I love the city, but I hate all the pigeons bobbing about the pavements, flying by my head, and poo-ing on railings, cars – and me (once, en route to a first date). They’re rats with wings, they’re gross, and they’re very much not starlings or blackbirds, the kind of feathered friends which inspire beautiful songs. City dwellers like me detest city pigeons , and see them as nothing but dirty, disease-ridden nuisances.
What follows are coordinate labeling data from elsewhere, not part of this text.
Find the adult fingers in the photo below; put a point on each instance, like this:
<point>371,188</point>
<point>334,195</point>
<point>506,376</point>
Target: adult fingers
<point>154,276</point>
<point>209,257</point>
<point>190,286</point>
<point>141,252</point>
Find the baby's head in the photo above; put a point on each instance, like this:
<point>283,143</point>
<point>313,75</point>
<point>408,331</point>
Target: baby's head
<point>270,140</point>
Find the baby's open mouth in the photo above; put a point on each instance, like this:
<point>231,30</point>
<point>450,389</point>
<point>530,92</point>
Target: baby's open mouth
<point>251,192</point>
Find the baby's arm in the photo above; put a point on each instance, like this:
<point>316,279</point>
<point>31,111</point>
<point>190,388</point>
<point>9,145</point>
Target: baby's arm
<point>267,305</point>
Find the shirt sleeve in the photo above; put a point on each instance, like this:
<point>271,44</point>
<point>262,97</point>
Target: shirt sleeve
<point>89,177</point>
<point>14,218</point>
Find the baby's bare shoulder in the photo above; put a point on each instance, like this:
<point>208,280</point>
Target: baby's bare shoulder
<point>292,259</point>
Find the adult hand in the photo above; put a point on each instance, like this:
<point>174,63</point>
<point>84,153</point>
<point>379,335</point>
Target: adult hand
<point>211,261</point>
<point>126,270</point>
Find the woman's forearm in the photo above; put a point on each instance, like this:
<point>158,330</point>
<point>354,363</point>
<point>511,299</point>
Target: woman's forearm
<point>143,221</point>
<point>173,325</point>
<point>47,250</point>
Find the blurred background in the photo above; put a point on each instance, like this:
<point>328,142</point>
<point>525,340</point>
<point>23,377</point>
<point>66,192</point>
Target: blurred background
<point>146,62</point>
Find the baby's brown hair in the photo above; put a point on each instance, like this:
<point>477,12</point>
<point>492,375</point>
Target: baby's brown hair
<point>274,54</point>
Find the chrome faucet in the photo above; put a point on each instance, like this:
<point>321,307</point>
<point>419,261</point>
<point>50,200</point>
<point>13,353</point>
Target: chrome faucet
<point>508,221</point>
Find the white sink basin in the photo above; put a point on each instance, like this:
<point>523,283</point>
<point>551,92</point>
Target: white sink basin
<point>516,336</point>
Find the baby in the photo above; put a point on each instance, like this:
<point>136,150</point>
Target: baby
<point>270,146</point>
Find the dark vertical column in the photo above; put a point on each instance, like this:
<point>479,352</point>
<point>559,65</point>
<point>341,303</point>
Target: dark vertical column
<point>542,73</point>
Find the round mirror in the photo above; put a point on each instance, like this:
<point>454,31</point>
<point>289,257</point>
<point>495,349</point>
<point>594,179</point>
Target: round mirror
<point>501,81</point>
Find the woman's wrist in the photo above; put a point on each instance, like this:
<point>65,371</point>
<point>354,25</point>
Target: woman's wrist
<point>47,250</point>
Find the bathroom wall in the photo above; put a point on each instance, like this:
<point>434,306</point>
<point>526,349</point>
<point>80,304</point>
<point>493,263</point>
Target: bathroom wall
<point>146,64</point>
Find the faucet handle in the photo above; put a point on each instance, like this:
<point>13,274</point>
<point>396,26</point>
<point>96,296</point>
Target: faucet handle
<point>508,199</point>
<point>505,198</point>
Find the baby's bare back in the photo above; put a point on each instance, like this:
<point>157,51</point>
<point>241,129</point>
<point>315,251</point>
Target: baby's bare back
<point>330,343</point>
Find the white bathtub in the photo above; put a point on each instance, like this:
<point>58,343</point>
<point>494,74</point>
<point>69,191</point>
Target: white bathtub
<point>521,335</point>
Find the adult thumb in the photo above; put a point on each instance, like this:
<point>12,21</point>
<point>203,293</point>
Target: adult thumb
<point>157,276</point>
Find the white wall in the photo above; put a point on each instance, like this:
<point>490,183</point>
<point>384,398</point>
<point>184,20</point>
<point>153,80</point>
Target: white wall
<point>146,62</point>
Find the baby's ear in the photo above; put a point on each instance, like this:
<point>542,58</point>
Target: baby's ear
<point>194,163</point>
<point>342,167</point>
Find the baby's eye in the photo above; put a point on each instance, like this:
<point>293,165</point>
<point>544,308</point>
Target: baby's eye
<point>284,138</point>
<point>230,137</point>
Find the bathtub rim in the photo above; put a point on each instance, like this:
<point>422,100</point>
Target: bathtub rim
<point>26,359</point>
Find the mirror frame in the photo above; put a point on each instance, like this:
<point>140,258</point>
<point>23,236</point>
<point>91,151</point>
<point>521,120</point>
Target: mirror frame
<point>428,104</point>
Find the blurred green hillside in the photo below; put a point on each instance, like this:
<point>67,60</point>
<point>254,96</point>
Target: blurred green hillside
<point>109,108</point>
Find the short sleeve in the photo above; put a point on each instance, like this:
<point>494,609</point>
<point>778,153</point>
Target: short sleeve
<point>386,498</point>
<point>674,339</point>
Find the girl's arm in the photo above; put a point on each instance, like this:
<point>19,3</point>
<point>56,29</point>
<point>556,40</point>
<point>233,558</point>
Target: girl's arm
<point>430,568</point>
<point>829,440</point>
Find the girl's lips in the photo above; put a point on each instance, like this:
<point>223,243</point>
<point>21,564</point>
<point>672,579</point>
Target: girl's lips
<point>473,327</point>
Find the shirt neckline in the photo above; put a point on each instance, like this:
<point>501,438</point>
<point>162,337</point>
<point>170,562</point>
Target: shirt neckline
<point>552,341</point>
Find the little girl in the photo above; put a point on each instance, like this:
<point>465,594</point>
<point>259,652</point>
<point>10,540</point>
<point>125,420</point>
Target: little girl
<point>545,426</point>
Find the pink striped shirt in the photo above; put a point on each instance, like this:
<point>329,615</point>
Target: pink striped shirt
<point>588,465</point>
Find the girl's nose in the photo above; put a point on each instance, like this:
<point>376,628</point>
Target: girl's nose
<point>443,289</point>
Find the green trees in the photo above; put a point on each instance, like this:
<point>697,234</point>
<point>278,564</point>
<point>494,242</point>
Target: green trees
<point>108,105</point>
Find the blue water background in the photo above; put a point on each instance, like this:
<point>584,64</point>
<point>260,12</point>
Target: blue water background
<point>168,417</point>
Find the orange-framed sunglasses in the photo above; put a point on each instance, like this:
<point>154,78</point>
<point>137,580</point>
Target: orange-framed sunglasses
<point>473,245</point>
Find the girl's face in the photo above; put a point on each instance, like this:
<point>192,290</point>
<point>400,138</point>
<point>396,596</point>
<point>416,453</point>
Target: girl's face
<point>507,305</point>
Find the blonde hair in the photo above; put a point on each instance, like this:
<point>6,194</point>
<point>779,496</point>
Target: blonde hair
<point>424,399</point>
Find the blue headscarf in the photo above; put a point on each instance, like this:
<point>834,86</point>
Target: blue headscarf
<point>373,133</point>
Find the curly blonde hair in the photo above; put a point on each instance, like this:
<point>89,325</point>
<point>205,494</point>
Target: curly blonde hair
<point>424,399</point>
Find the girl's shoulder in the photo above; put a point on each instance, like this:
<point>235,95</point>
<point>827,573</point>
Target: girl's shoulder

Only this week, a pigeon was shot with an air gun in Lancashire and dumped in a bin, and last month, the German town of Limburg voted to slaughter their population of 700 pigeons in a mass cull. They’re probably some of the most disliked animals on earth. But not everyone sees them as villains – in fact, there are people who feel great affection for pigeons, and believe that London’s three million feral pigeons are fascinating, likeable, and unfairly discriminated against.
One of the people who believe pigeons are wrongly maligned is Florence Wilkinson, author of Wild City: Encounters with Urban Wildlife , a book about better appreciating and understanding creatures in all kinds of urban spaces , from the sewers to the sky, from rats to pigeons. I ask her whether she’ll take me on a pigeon safari around a particularly pigeon-y bit of London, to see whether I might be able to see them as glorious rather than grim. On a sunny June morning, we head to Mornington Crescent underground station, near Camden in north London, where Florence knows of an es.